K.K. Stewart-Paul steps gingerly into Jives Coffee Lounge in Old Colorado City. A tall, tanned and athletic brunette, she turns patrons' heads, but she is clearly hobbling, like a beaten-up warrior princess returning from a medieval battlefield.
Black-and-blue toenails will do that to a person. Stewart-Paul, 34, of Colorado Springs, competes in obstacle racing, a sport with a cult-like following that appeals to tough athletes who perform weird athletic feats — rope swings, monkey bars, mud crawls — while dashing hellbent from point to point.
She placed third among women in the Obstacle Course Racing World Championships on Oct. 17 in Ohio, and her toes took a beating on a hilly course.
"I lost one toenail," she says with a grin revealing an athlete's sense of humor. "I just pulled it off before coming here. I have one that's halfway off."

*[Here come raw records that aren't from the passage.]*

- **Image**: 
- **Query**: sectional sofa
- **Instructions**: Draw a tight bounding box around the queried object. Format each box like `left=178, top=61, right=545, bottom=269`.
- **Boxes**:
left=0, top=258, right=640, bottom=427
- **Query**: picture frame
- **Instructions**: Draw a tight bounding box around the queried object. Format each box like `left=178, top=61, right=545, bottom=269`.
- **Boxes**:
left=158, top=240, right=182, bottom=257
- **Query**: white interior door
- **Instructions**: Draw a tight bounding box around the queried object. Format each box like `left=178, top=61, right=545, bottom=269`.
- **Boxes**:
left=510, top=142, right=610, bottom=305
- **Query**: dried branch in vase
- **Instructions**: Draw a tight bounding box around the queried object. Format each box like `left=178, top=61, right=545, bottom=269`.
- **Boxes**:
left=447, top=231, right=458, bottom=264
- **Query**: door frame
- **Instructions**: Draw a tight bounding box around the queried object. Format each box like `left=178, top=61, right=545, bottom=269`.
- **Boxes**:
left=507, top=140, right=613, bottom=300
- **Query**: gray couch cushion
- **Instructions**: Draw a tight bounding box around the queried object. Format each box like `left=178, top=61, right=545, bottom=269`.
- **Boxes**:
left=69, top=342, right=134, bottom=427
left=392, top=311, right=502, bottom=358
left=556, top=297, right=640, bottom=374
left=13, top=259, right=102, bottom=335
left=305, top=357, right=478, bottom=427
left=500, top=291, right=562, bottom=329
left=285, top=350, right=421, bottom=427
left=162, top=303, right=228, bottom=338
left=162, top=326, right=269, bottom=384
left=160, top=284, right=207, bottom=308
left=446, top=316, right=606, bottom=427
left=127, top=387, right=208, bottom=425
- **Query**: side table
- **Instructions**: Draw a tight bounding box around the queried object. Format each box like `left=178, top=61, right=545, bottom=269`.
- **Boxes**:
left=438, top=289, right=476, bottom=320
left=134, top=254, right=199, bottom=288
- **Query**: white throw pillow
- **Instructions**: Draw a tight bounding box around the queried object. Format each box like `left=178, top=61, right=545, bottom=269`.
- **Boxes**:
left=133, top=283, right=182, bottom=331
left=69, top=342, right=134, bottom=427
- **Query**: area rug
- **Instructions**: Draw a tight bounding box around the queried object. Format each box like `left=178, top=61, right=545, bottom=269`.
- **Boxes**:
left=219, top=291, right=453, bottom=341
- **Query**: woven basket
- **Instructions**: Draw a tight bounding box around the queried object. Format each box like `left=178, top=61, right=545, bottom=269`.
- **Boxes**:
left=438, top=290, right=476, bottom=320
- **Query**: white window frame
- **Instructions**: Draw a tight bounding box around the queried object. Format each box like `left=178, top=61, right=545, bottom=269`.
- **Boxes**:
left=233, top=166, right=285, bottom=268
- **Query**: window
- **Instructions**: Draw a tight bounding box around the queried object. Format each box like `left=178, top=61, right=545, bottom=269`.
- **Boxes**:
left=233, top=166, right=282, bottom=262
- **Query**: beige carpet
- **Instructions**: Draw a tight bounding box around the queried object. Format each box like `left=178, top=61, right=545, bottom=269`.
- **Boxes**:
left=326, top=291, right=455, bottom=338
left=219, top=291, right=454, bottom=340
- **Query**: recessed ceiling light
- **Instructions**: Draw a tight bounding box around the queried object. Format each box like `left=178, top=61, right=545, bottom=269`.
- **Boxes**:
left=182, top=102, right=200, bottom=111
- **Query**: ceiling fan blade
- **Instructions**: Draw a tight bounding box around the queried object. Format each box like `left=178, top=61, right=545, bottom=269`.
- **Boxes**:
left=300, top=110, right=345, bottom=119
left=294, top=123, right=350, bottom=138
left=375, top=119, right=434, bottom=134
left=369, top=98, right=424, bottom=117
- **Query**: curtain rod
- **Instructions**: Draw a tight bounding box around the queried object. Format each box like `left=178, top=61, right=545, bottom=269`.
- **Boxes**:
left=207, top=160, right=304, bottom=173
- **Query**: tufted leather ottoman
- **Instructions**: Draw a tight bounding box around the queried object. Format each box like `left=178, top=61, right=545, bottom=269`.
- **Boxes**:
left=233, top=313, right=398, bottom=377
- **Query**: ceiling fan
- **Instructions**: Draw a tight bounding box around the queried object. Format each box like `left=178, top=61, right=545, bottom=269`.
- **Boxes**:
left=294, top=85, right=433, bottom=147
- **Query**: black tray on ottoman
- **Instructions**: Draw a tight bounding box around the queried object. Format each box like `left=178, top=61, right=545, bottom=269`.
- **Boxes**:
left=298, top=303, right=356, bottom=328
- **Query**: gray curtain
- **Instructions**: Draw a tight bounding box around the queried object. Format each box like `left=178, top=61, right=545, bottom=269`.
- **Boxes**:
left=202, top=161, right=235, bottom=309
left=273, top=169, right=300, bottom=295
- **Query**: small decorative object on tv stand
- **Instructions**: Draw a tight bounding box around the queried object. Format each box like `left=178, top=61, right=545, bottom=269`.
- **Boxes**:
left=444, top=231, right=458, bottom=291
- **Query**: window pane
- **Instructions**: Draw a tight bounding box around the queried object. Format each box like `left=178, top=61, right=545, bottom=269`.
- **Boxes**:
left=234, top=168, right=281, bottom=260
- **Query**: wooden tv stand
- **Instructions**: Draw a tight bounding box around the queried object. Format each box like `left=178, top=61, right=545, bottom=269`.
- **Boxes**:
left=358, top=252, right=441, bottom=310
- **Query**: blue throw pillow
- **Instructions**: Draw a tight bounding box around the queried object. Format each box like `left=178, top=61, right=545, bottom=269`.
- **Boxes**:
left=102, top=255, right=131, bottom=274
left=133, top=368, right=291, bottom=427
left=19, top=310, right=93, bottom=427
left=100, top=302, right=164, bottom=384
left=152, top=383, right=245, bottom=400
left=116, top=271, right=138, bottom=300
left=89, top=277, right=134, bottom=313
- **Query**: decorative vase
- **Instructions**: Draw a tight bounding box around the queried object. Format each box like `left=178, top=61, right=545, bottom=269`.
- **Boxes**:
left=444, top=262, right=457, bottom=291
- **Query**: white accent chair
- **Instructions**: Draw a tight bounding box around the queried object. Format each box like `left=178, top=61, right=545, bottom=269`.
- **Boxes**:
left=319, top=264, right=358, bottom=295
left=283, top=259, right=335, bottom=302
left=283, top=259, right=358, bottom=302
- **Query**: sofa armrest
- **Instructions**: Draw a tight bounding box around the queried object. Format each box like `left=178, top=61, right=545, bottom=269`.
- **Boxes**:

In obstacle racing, as in trail running, you're doing it right when your toenails turn blue.
And Stewart-Paul knows what she's doing. She trained four hours a day for a year for the second annual World Championships, where the course included 53 obstacles and covered 10 miles with plenty of hills thrown in.
She ran in first place for about half of the distance, then faded a little as the obstacles stole her momentum away, coming in with a final time of 2 hours, 13 minutes and 5 seconds. She collapsed when it was over.
"As soon as I passed the finish line, my body seized up," she says. "I had no control of my body at that point. I was in agony. I was a crying from the physical pain. I was crying from the emotion. I was a mess, but I was ecstatic."
Obstacle racing does not garner big headlines in the sports section, but it is kicking the door in on mainstream sports, such as running. It attracts athletes who want an endurance test, but who need something more than, say, a 10K.
Its popularity has exploded with multiple national series, including the popular Warrior Dash and Spartan races.
There were about 1,600 participants from 22 countries at the Obstacle Racing World Championships, and the top competitors, including Stewart-Paul, were tested for performance-enhancing drugs.
"That was a big move toward making the sport legitimate," she says.
Obstacle racing pays as well or better than running and cycling events. Stewart-Paul has won about $8,000 in her last three races, and has collected about $35,000 this year. Max King, one of the country's top mountain and trail runners (who has competed in the Pikes Peak Marathon), claimed $30,000 paychecks for winning the Warrior Dash championships in 2014 and '15.
For now, Stewart-Paul plans to make a living pushing herself to exhaustion in obstacle races.
"In obstacle racing, you have to be a little bit crazy," Stewart-Paul says. "It's something runners can relate to; CrossFitters can relate. It caters to all athletes. I think that is what draws so much attention to it. It's fun."
Stewart-Paul grew up on a ranch near Durango, where she began her day at sunrise by feeding the chickens and horses and performing any number of tasks to help her parents scratch a living from their land. She has four athletic brothers who played all of the regular school sports, and who still compete in rodeo events. She enjoyed working with barrel-racing horses herself, but says she didn't do well in competition.
"I'd fall off the horse, or knock a barrel over," she says. "I was horrible."
She began training hard about five years ago and advanced quickly to elite level in obstacle racing. Like many top athletes, she moved to Colorado Springs to be close to great trails and to train at high altitude.
One of her favorite workouts is to sling a 60-pound sandbag across her shoulders and trudge up the Manitou Incline.
Though there are few obstacle races in the Pikes Peak region, Stewart-Paul encourages any adventurous athlete to give it a try.
"The thing I like about it the most is the camaraderie," she says. "I have a lot of friends and we all support each other. I would tell people to just go and do it. Don't hesitate. Just have fun."